Les groupes auront des chances supplémentaires de faire leurs preuves dans les mois à venir. Onze États organisent des primaires en mai, et certains candidats à ces élections font connaître leur point de vue sur l'AIPAC.
En Pennsylvanie, le représentant progressiste de l'État Chris Rabb – qui accumule les soutiens, mais pas de la part d'aucun des groupes anti-AIPAC – a déclaré « F—AIPAC », lors d'un forum de candidats.
PAL PAC continue d'apporter son soutien de manière continue et American Priorities n'a pas révélé dans quelles courses il participera. Les derniers soutiens de PAL PAC se présentent tous deux aux primaires de juin : le conseiller politique Saikat Chakrabarti en Californie et la membre de l'Assemblée de l'État Claire Valdez à New York.
PAL PAC, qui se décrit comme « une organisation alliée » du projet politique de l’Institut pour la compréhension du Moyen-Orient, a également soutenu les représentants sortants Rashida Tlaib, Ilhan Omar et Summer Lee, qui sont tous des critiques virulentes d’Israël et du soutien américain.
À New York, il a soutenu Valdez ainsi que Darializa Avila Chevalier, qui était une organisatrice d'un campement pro-palestinien en Colombie et une responsable de l'organisation de Zohran Mamdani lors de l'élection du maire.

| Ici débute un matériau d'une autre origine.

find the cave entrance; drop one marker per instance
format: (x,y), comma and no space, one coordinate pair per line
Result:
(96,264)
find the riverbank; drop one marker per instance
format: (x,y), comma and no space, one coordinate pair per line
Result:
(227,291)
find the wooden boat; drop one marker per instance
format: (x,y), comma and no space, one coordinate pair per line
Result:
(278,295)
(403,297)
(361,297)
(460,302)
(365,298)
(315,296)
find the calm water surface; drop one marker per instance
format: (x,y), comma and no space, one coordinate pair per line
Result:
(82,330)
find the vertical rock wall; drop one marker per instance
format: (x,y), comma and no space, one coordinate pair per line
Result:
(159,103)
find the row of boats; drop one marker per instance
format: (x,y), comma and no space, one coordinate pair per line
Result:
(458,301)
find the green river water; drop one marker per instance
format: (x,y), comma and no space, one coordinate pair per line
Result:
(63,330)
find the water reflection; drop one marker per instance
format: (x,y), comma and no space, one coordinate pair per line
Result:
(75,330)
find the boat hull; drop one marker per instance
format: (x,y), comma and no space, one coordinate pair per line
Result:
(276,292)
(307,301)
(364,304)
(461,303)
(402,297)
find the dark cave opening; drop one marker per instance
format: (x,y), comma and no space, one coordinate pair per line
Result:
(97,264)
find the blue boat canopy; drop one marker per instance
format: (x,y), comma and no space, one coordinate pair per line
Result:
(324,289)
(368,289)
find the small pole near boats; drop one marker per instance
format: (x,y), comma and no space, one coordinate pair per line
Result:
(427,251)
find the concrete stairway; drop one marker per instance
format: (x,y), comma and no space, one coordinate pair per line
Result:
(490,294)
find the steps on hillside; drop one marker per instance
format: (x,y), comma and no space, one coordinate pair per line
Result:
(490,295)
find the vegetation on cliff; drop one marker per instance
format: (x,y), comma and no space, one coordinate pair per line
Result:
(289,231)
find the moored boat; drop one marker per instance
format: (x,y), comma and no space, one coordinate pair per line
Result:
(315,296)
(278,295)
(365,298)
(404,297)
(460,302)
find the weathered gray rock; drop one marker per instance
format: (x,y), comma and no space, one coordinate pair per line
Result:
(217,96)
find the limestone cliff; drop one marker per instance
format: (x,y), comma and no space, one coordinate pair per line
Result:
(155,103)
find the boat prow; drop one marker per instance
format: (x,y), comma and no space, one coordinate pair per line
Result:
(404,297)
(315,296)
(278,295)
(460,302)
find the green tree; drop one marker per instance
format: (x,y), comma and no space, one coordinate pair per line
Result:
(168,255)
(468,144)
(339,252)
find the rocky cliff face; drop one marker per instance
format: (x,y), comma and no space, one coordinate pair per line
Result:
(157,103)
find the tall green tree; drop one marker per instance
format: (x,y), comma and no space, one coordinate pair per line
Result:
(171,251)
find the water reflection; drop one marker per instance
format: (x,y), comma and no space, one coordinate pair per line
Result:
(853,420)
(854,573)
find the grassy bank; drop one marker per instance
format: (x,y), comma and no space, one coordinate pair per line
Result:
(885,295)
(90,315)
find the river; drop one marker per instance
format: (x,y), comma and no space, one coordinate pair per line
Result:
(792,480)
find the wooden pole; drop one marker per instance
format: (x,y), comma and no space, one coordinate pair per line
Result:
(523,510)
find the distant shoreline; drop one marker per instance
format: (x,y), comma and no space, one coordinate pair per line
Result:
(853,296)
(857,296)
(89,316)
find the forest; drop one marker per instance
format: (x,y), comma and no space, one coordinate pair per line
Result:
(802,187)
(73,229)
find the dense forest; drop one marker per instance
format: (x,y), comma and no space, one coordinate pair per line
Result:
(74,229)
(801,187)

Alterman a déclaré qu'il ne s'attend pas à ce que les nouveaux PAC pro-palestiniens reçoivent « le genre d'argent qui va à l'AIPAC » – mais il n'est pas sûr de l'importance de cela.
« Même si cela pourrait avoir un certain impact sur quelques élections locales, je ne pense pas que l'argent soit le domaine dans lequel cette position va se faire sentir », a-t-il déclaré, faisant référence à la vague de soutien palestinien parmi les démocrates. «Je pense que c'est dans les bénévoles, dans les porte-à-porte, dans les activistes et dans les médias sociaux.»